ZymoGenetics—one of Seattle’s earliest and most visible biotechnology companies that was purchased by Bristol-Myers Squibb in 2010—plans to vacate its South Lake Union Steam Plant in 2019, a blow to the area. “While this is certainly a hit to the Lake Union life sciences industry, it does open up about 112,000 square feet of lab space for one of the region’s other biotech companies,” said JLL.
In Capitol Hill, rentable and owner-occupied lab stock combined reached just 900,000 square feet. There was zero percent vacancy rate and no new life science projects planned for the near future. Asking rent was $31.20 per square foot, the same as the prior period.
Bothell, the second largest life sciences market in the greater Puget Sound area, has 2.1 million square feet of rentable and owner-occupied lab stock inventory in its two core areas of Canyon Park and North Creek.
Bothell has a vacancy rate of 17.2 percent, down 90 basis points from the prior year, making it “the one submarket in the region with plentiful available lab space,” says the report. Average asking rent per square foot there rose 1.7 percent from last year to $20.95.
The largest biotech company in the state, Seattle Genetics, which expects to hire 200 employees, is expanding to 100,000 square feet of new office space in its Canyon Park campus in order to accommodate that growth. The company also purchased a 51,000 square foot Monte Villa Parkway Research Center from BioMed Realty earlier this month for $17.8 million. The property had been recently occupied by Bristol-Myers Squibb, which used it as pharmaceutical manufacturing facility.

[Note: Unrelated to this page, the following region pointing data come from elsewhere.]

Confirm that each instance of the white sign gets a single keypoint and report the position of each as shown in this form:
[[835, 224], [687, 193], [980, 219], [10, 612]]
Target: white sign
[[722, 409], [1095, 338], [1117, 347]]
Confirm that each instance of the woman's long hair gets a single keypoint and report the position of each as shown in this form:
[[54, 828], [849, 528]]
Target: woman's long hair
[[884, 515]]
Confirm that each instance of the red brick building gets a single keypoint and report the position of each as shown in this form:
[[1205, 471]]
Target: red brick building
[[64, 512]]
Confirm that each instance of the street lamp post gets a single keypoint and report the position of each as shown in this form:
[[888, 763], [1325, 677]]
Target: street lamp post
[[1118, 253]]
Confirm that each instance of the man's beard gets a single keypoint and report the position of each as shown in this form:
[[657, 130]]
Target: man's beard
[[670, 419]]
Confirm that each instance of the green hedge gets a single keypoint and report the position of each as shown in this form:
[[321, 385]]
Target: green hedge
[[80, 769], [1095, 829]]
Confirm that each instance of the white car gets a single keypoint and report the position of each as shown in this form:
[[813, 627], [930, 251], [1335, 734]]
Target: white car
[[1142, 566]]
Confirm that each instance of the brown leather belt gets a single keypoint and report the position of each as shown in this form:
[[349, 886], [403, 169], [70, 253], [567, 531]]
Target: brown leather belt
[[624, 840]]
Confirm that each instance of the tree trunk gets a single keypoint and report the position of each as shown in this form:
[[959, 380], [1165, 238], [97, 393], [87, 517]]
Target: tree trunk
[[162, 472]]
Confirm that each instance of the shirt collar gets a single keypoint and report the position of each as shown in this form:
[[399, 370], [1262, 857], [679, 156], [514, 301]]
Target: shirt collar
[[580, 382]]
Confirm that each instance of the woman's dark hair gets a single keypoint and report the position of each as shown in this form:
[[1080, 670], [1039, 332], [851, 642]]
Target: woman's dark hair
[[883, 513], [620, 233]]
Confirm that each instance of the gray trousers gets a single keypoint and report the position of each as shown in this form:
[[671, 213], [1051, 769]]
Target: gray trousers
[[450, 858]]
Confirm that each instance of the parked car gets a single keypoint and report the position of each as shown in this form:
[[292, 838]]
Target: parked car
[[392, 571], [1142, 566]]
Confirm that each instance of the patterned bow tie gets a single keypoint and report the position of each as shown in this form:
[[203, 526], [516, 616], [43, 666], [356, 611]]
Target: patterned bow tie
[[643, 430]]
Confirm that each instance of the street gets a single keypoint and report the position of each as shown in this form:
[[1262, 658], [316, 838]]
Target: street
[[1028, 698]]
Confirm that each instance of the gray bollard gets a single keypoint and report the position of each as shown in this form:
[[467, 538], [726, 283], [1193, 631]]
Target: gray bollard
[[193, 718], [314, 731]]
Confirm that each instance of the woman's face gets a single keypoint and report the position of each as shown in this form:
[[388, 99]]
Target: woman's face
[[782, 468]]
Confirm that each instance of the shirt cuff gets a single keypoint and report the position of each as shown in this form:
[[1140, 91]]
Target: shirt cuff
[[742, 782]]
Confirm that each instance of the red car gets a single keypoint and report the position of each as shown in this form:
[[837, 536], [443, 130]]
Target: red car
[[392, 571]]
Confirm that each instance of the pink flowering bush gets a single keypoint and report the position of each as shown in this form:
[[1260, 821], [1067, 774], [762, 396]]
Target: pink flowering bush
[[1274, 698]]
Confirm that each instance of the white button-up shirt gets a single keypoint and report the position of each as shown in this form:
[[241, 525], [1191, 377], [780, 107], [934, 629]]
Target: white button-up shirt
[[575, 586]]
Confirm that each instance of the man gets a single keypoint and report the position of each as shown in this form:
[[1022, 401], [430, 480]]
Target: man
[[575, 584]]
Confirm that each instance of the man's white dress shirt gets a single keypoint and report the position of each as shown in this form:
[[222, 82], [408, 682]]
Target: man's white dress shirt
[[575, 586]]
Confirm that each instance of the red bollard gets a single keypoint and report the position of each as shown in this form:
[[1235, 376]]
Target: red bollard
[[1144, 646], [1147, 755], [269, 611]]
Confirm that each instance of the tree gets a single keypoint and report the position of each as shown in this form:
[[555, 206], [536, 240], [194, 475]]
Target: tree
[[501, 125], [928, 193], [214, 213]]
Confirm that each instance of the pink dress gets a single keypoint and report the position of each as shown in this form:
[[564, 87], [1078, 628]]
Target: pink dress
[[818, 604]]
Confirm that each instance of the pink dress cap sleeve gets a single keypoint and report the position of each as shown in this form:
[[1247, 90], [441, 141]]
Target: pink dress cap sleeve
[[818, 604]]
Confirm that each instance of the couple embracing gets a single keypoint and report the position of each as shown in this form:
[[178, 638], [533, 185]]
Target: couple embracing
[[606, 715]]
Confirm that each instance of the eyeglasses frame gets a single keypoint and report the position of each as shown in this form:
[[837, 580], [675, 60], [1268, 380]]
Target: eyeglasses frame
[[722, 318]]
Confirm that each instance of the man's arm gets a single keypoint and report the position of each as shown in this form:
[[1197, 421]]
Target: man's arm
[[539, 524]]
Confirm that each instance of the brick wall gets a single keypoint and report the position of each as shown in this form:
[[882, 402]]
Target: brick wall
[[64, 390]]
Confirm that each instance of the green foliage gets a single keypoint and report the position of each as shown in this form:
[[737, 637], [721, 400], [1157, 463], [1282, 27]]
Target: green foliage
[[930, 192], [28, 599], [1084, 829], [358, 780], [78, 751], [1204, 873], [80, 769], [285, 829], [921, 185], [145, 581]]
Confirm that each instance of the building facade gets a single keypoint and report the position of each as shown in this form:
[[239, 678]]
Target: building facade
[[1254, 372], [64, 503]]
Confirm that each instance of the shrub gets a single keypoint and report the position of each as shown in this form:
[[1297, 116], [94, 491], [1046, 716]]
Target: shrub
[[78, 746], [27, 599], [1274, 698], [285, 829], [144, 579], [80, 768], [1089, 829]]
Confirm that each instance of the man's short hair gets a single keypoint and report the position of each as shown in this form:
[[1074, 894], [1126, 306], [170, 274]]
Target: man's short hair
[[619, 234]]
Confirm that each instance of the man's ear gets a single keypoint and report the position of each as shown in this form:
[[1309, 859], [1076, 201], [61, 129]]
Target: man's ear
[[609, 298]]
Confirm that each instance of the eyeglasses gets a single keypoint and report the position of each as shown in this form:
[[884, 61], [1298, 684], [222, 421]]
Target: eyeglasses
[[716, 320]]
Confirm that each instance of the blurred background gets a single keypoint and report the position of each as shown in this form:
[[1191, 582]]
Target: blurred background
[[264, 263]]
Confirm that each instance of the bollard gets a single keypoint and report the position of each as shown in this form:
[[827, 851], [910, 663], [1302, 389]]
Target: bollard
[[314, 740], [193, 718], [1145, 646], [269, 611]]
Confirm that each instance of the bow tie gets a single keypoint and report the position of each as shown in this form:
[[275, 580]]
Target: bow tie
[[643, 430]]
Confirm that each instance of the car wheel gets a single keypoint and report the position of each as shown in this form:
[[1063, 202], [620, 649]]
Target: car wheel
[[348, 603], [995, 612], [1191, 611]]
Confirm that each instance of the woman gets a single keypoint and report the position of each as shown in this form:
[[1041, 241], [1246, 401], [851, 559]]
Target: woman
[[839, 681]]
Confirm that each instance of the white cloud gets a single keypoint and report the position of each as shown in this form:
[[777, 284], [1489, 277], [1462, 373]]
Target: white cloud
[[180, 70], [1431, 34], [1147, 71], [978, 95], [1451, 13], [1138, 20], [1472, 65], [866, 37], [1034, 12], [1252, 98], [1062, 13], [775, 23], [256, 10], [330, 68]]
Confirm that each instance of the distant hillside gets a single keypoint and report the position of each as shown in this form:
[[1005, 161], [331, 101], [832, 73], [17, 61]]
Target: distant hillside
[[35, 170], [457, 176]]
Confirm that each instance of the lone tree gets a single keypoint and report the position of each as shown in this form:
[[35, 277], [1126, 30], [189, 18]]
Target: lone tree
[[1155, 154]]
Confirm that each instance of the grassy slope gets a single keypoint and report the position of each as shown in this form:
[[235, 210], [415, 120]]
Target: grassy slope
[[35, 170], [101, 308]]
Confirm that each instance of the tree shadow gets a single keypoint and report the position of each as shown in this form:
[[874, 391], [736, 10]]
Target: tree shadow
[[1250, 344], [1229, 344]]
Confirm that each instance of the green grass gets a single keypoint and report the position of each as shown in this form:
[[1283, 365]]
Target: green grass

In Redmond, vacancy rates stand at 4.7 percent, while rental rates rose 24.9 percent year-over-year. Redmond remains the cheapest option for lab space in the region, with average rental rates of $16.83, said the report.
The majority of firms in the region’s life science market specialize in research and development (44%), the report found. Other major areas include medical equipment and supplies (16%), electromedical instrument manufacturing (13%), medical and diagnostic labs (12%), testing labs (11%) and research and development (4%).
Seattle is on the cutting edge of the fast-growing immune-oncology segment of the industry, which includes treatments that restore or enhance the immune system’s ability to fight cancer, the report said.
That treatment segment is expected to grow from $14 billion in 2019 to $34 billion by 2024, according to a Research and Markets report. Companies including Adaptive Biotechnologies, which is headquartered in the Eastlake neighborhood of Lake Union, are active in the immune-oncology development space, said JLL.
While a failed clinical trial caused Seattle-based Juno Therapeutics to cancel its flagship cancer drug, the life science firm has still grown its employee headcount to 550 workers, in part because of a $50 million payment from its partner, Celgene, to develop and commercialize its products abroad.
Major areas for employees in the industry include research and development, which employs 44 percent of life science workers, while 32 percent are employed in electromedical instrument manufacturing and 10 percent are in medical and diagnostic imaging.